Wow, I would be shocked, too, being asked why. None of your damned business,eh.
It is such a tough situation, sometimes. I tend to get testy about stuff like that. The medicos go into defense mode, "this is a hostile patient" or similar nonsense. Then the patient has a new label, even if unwritten. I was a Physical Therapist, I have sat in on meetings and have observed these responses about my patients (not for religion but simply for being assertive). I have a disability and I have some knowledge, so I question a lot; oh the looks I do get. I wouldn't be surprised if they have me listed as "this one is a butthead.
Mostly, I believe you have to leave your attitude outside the door. Never take abuse, that is not my point. Know that you get judged whether it is right or not.
Ask questions, force them to respond with meaningful answers, but stay calm.
Sorry to have belabored the point but doctors have sooo much medical-legal power, you can get really screwed with one comment of "Patient was not cooperative" in your chart, especially in worker comp or auto injuries where the law may come into play.
Tolerate no bull shit. They are no better than anyone else, they merely have medical knowledge and power. Amen, he said to the choir.
what happened with the doctor and this issue? I hope that there was resolution on your medical troubles.
Some books that I highly recommend:
"59 Seconds" by Richard Wiseman
"Depression Is A Choice" by A.B. Curtiss
"Brainswitching Out of Depression" by A.B. Curtiss (the follow-up book to "Depression Is A Choice", which has more strategies for handling depression).
Also, if you have a strained relationship with your doctor, you might want to seek out a new one.
The title is very misleading and the author stated in her second book that she did not like the title, but that was what the publisher wanted to go with. As Curtiss says in the book, no one would intentionally choose depression. That would be like when Christians say that people choose to go to Hell.

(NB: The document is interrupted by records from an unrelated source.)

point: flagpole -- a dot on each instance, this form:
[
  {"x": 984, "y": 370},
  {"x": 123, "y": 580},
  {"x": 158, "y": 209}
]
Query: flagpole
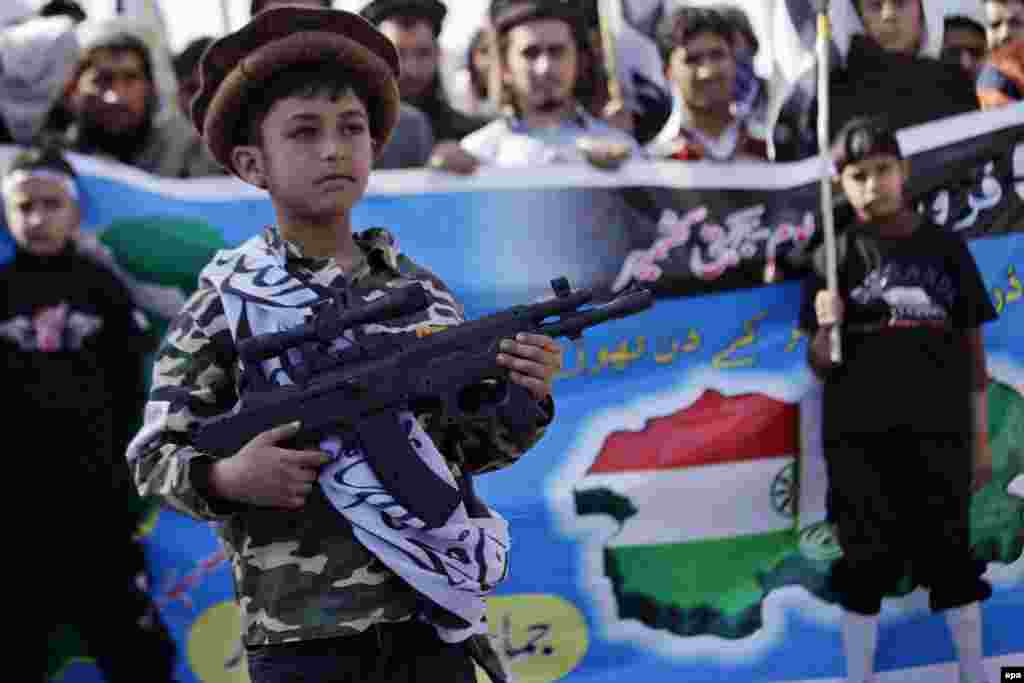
[
  {"x": 609, "y": 16},
  {"x": 225, "y": 17},
  {"x": 824, "y": 147}
]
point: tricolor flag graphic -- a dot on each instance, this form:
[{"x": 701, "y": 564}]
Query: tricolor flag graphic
[{"x": 706, "y": 498}]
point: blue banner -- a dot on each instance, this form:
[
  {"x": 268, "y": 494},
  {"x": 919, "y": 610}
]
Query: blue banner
[{"x": 670, "y": 524}]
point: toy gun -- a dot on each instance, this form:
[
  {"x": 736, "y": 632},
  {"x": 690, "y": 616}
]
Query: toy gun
[{"x": 453, "y": 373}]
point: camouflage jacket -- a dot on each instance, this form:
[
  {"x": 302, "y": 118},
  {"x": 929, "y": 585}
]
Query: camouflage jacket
[{"x": 298, "y": 574}]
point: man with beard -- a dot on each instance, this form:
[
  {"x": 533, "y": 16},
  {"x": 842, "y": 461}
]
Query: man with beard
[
  {"x": 113, "y": 99},
  {"x": 1005, "y": 22},
  {"x": 696, "y": 44},
  {"x": 414, "y": 27},
  {"x": 964, "y": 44},
  {"x": 542, "y": 50}
]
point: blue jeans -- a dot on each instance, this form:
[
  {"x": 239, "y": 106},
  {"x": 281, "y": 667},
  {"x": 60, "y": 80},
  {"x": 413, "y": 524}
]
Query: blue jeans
[{"x": 407, "y": 652}]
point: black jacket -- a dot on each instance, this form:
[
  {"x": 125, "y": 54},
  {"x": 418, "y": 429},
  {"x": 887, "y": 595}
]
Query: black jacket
[{"x": 73, "y": 347}]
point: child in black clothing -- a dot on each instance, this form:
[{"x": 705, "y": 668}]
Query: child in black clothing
[
  {"x": 905, "y": 420},
  {"x": 72, "y": 347}
]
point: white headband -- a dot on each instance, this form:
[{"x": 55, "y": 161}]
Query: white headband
[{"x": 14, "y": 178}]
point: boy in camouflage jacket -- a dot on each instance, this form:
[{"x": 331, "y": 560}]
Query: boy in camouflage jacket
[{"x": 299, "y": 102}]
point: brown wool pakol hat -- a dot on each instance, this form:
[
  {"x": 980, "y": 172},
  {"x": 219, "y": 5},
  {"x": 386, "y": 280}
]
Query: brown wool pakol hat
[{"x": 283, "y": 37}]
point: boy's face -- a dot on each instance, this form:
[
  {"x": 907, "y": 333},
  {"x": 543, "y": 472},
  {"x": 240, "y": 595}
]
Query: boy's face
[
  {"x": 315, "y": 156},
  {"x": 704, "y": 70},
  {"x": 895, "y": 25},
  {"x": 542, "y": 63},
  {"x": 966, "y": 48},
  {"x": 42, "y": 215},
  {"x": 1006, "y": 22},
  {"x": 875, "y": 186}
]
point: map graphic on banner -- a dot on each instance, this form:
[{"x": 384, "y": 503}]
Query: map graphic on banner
[{"x": 669, "y": 525}]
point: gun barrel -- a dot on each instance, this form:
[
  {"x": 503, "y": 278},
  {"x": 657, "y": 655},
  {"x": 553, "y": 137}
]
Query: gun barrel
[
  {"x": 624, "y": 306},
  {"x": 403, "y": 301}
]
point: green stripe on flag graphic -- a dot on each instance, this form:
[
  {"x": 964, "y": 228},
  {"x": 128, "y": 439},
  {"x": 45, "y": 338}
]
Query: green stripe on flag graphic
[{"x": 687, "y": 574}]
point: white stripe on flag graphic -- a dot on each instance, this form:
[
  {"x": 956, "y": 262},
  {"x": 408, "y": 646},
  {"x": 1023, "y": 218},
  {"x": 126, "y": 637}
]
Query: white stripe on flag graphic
[{"x": 701, "y": 503}]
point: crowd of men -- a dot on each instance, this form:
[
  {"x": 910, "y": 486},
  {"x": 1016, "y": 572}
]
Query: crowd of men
[
  {"x": 553, "y": 86},
  {"x": 534, "y": 90}
]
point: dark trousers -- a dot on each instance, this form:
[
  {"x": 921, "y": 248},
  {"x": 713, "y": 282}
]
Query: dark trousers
[
  {"x": 900, "y": 503},
  {"x": 407, "y": 652}
]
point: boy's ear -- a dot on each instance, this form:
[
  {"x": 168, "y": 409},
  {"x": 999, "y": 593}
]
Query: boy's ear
[{"x": 250, "y": 165}]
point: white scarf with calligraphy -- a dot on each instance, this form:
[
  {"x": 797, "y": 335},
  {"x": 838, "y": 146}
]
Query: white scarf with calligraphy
[{"x": 456, "y": 565}]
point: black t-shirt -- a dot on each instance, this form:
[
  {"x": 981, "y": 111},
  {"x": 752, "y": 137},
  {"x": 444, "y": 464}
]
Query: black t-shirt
[
  {"x": 908, "y": 303},
  {"x": 72, "y": 347}
]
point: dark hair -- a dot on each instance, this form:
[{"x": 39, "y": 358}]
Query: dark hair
[
  {"x": 69, "y": 8},
  {"x": 187, "y": 59},
  {"x": 47, "y": 157},
  {"x": 588, "y": 74},
  {"x": 257, "y": 6},
  {"x": 863, "y": 137},
  {"x": 962, "y": 22},
  {"x": 478, "y": 83},
  {"x": 740, "y": 23},
  {"x": 119, "y": 42},
  {"x": 306, "y": 81},
  {"x": 682, "y": 26}
]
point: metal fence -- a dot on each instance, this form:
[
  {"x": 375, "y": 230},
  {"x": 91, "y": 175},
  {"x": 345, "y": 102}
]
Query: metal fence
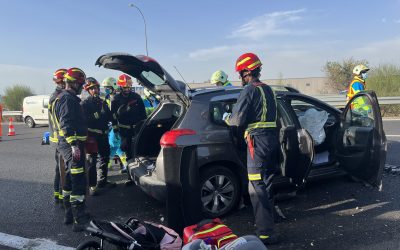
[{"x": 334, "y": 100}]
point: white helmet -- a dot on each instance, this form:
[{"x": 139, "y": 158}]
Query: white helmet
[
  {"x": 219, "y": 76},
  {"x": 359, "y": 69}
]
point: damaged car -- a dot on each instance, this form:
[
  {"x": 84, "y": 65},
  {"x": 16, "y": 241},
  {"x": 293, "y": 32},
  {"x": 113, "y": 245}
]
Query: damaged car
[{"x": 186, "y": 132}]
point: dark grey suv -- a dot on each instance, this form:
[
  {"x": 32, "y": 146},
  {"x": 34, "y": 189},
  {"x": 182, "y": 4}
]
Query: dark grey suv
[{"x": 186, "y": 133}]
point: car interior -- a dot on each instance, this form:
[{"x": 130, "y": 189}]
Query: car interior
[
  {"x": 162, "y": 120},
  {"x": 323, "y": 134},
  {"x": 323, "y": 150}
]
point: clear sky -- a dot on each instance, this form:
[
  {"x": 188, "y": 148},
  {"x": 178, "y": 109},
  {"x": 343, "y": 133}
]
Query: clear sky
[{"x": 293, "y": 38}]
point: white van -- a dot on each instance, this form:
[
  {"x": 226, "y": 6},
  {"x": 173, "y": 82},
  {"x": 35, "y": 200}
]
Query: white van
[{"x": 35, "y": 110}]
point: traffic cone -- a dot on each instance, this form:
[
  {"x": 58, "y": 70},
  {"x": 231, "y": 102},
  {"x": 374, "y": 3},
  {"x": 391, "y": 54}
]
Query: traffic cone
[{"x": 11, "y": 130}]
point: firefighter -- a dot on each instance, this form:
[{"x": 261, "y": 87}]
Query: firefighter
[
  {"x": 256, "y": 110},
  {"x": 98, "y": 115},
  {"x": 358, "y": 84},
  {"x": 71, "y": 126},
  {"x": 220, "y": 78},
  {"x": 128, "y": 109},
  {"x": 58, "y": 78},
  {"x": 110, "y": 87},
  {"x": 360, "y": 73}
]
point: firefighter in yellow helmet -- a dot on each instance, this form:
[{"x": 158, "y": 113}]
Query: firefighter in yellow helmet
[
  {"x": 98, "y": 116},
  {"x": 58, "y": 79},
  {"x": 220, "y": 78},
  {"x": 68, "y": 117},
  {"x": 358, "y": 84}
]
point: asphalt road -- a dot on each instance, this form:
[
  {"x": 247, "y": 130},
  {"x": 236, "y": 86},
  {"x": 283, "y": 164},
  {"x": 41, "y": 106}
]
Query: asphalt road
[{"x": 330, "y": 214}]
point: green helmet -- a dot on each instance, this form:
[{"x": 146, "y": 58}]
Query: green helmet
[
  {"x": 109, "y": 82},
  {"x": 219, "y": 76}
]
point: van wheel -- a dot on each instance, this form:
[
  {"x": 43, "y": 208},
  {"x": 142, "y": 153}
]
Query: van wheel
[
  {"x": 220, "y": 191},
  {"x": 30, "y": 122}
]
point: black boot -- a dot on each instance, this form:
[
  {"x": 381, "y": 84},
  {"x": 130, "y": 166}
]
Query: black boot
[
  {"x": 68, "y": 216},
  {"x": 81, "y": 218}
]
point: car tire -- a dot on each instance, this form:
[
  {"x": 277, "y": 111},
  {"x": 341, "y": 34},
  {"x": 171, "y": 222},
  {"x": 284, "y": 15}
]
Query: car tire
[
  {"x": 220, "y": 191},
  {"x": 89, "y": 244},
  {"x": 30, "y": 122}
]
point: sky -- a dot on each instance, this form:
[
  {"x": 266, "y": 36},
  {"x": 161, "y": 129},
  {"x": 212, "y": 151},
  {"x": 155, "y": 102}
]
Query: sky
[{"x": 292, "y": 38}]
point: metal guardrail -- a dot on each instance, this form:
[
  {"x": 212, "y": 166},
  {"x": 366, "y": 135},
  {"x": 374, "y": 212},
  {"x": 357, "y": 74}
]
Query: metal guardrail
[
  {"x": 334, "y": 100},
  {"x": 340, "y": 100},
  {"x": 12, "y": 113}
]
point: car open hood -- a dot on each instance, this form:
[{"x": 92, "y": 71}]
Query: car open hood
[{"x": 147, "y": 71}]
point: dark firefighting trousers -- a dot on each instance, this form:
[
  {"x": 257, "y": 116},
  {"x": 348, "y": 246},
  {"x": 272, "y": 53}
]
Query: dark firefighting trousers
[
  {"x": 126, "y": 144},
  {"x": 126, "y": 141},
  {"x": 57, "y": 182},
  {"x": 262, "y": 163},
  {"x": 75, "y": 179},
  {"x": 99, "y": 160}
]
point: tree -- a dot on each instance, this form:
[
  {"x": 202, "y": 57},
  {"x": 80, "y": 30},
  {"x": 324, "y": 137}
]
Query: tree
[
  {"x": 14, "y": 96},
  {"x": 384, "y": 80},
  {"x": 341, "y": 74}
]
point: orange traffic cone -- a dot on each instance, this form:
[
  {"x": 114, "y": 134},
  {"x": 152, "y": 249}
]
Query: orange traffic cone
[{"x": 11, "y": 130}]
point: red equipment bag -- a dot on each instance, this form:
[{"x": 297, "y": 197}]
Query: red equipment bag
[{"x": 213, "y": 232}]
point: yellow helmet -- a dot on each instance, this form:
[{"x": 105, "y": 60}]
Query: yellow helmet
[
  {"x": 359, "y": 69},
  {"x": 219, "y": 76}
]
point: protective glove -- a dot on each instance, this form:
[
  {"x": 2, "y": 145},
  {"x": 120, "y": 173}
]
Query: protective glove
[
  {"x": 226, "y": 116},
  {"x": 76, "y": 153}
]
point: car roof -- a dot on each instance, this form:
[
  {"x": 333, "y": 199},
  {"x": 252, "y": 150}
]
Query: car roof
[{"x": 214, "y": 91}]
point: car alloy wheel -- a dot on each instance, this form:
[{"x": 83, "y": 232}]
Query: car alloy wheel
[{"x": 219, "y": 191}]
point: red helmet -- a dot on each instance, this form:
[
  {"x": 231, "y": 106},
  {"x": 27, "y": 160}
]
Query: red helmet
[
  {"x": 247, "y": 61},
  {"x": 91, "y": 82},
  {"x": 75, "y": 75},
  {"x": 58, "y": 76},
  {"x": 124, "y": 81}
]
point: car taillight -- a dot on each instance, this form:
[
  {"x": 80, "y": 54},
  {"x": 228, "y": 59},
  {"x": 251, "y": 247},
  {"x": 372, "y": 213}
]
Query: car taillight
[{"x": 168, "y": 140}]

What she means by "depression is a choice" is that when we are depressed and aware that we are depressed, we can choose to redirect our thinking if we are shown how to do it. The point of the book is to share these strategies for redirecting your thinking out of the spiral of depression and to learn to catch yourself as soon as you start to get depressed. It is essentially the same concept as cognitive behavioral therapy (CBT).
Back in 2007, I was in a deep depression and I quit my job of five years because I felt I needed to take care of my mental health before I did something rash. In hindsight, I shouldn't have quit my job, but when you are in a deep depression, your thoughts arent' rational. I went to the library and started looking for books on depression. The first couple I read were a complete waste of time. Then I went back to the library and came across "Depression Is a Choice". I sat down and read the first few pages. It appealed to me. I ended up reading half the book there in the library and finished it the next day. It completely changed the way that I viewed depression.